Madam Speaker, I am very proud as always to rise in the House representing the people of Timmins--James Bay and to rise in a place that is called the House of Commons. It is called the House of Commons because Parliament was set up to have a voice for the common people, so that the lords and the cronies and their pals could not simply lord over fundamental issues, one of them being taxation, taxation without representation. It was made up of common people who represented various regions.
People watching this back home see the New Democratic Party as being the one party in the House to speak about the issue before us, which is the Conservative government's attempt to take an unwanted tax out of the hide of senior citizens and people on fixed income.
The government does not have the guts nor the willingness to hear from senior citizens nor to hear from small business, so it brought forward a closure motion. We are not even debating the issue of the unwanted HST today. We are debating the fact that the Conservative government is shutting down debate on a bill that the public has not even seen.
Then we look at the Liberals' position. Well I could look at the Liberals, but they are all off at their Christmas eggnog parties. The Liberals say they cannot represent this issue in the House because if they do, the government might make them stay for the weekend and they are off to the beaches of Cuba.
The Liberals and the Conservatives both have one thing in common. Both parties think that by deep-sixing debate they can escape the sensor of the people of Ontario and British Columbia. This speaks to a deep malaise that exists in both the Liberal and Conservative Party. They think that the common people do not need to be heard.
I would like to quote an article in the Toronto Sun from the other day that actually spoke about this. It said :
The July 1 imposition of an unwanted Harmonized Sales Tax on millions of Canadians, which took another step forward on Parliament Hill yesterday, is a symbol of a growing malaise in Canadian politics. It's the increasing disconnection of Canada's political elite, both in the nation's capital and in the provinces, regardless of whether they are Conservatives or Liberals, from the people they are supposed to serve.
Conservative backbenchers think they are going to escape the judgment of average citizens on this issue because they are hiding behind this pathetic fig leaf, saying it is the provinces. It is not the provinces. This comes from the Mike Harris gang. This is the agenda of the finance minister. As the National Post said in early March of this year, “It was a pet project of the finance minister”.
People in Ontario will remember that gang and what the Mike Harris crew did. They were the ones who laughed when people were not able to feed their kids. They were the ones who told them to buy dented cans of tuna if they wanted to feed their families. They were the ones who demonized the poor. A woman who was nine months pregnant, who had received overpayments on her student loans, was considered such a criminal that she was put under house arrest and left to die.
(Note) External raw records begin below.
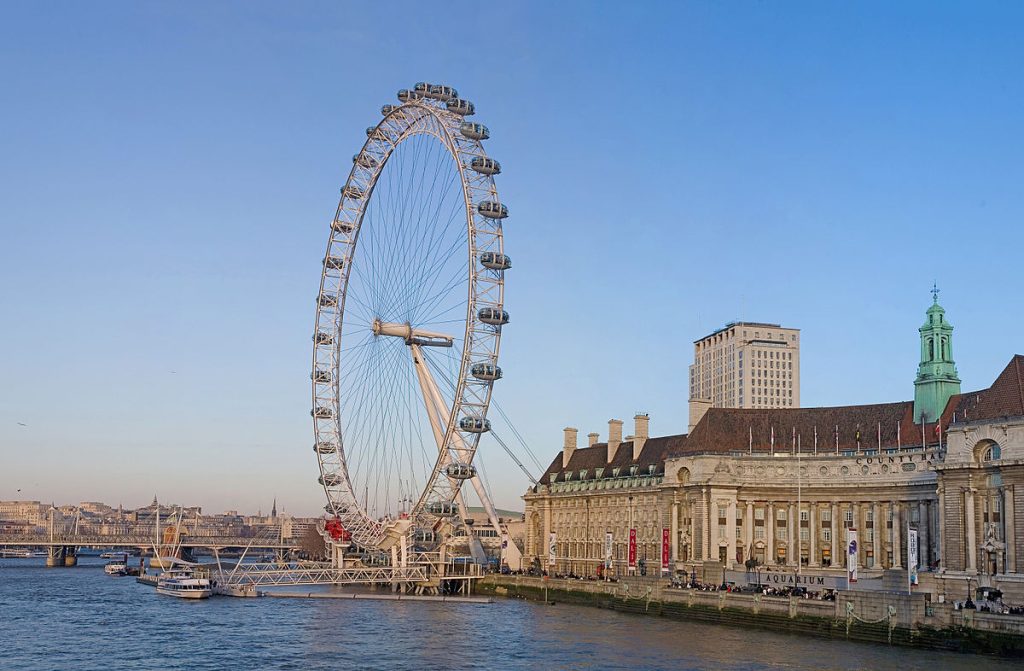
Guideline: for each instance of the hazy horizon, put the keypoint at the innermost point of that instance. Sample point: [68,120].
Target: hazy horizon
[170,172]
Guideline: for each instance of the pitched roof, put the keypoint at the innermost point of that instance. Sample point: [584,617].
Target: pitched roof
[1004,399]
[653,453]
[738,430]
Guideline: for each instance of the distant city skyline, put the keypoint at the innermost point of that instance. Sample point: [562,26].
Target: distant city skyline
[169,173]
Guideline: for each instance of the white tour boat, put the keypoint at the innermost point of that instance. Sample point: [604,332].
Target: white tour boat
[183,584]
[117,567]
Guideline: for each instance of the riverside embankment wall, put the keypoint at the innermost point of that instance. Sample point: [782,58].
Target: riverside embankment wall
[862,616]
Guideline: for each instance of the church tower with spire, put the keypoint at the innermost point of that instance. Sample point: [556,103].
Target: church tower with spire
[937,379]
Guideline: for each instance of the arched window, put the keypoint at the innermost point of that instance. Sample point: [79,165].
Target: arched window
[987,451]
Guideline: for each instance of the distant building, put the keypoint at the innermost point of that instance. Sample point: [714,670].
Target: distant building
[745,365]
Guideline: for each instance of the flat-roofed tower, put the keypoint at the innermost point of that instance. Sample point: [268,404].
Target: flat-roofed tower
[745,365]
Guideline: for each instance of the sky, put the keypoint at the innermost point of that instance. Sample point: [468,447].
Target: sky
[168,172]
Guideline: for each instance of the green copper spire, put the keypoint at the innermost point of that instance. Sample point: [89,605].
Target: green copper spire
[937,379]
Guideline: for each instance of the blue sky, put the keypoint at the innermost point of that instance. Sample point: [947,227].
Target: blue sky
[169,170]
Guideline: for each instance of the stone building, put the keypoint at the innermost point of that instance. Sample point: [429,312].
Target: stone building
[781,486]
[745,365]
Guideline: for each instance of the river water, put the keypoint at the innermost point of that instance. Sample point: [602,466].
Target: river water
[82,619]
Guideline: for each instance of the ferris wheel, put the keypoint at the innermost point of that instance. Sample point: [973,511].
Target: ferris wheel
[409,322]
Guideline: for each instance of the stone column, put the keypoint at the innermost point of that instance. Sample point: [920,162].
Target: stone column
[1008,527]
[749,530]
[706,536]
[674,534]
[730,531]
[542,550]
[923,535]
[878,528]
[897,536]
[792,521]
[694,541]
[860,521]
[972,539]
[813,529]
[838,556]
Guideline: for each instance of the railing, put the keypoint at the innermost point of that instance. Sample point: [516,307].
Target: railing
[138,540]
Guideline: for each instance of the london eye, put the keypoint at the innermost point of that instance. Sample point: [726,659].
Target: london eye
[409,323]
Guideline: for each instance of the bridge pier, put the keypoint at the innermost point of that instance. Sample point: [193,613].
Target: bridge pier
[60,555]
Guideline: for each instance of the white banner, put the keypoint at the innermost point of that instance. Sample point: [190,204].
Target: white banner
[851,554]
[911,556]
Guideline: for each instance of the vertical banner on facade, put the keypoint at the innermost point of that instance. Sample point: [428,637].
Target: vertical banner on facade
[851,554]
[911,556]
[633,549]
[665,550]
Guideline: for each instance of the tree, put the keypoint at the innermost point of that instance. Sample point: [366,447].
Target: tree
[312,546]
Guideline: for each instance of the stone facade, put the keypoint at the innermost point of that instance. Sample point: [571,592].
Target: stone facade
[780,487]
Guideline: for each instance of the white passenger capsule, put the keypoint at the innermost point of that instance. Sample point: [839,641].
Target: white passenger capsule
[474,424]
[485,166]
[442,93]
[352,192]
[461,108]
[460,471]
[442,508]
[496,261]
[474,131]
[486,372]
[330,479]
[493,316]
[493,210]
[366,161]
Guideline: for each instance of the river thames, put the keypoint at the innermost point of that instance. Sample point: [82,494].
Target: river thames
[82,619]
We heard nothing from that gang about what they were doing to the poor and to seniors. That is the Mike Harris gang.
That same gang is now in Ottawa. They are trying to pretend that the provinces are doing this, and yet in budget 2006 the finance minister said:
The Government invites all provinces that have not yet done so to engage in discussions on the harmonization of their provincial retail sales taxes with the federal GST.
On April 10, 2008, the finance minister, who was the right hand of Mike Harris, said:
--we're also calling on the remaining provinces that have not harmonized their PST with the GST to work with us to accomplish that goal of harmonization.
The National Post refers to this as being “the pet project of the finance minister”.
Just recently, members of the wonderful New Democratic government in Manitoba, who did not mind staying up late at night to debate a motion that affected their citizens, said that Manitoba was rejecting an invitation from the federal government to introduce a harmonized sales tax because, as proposed, the HST would impose more than $400 million in new sales tax costs on Manitoba families at a time of economic uncertainty.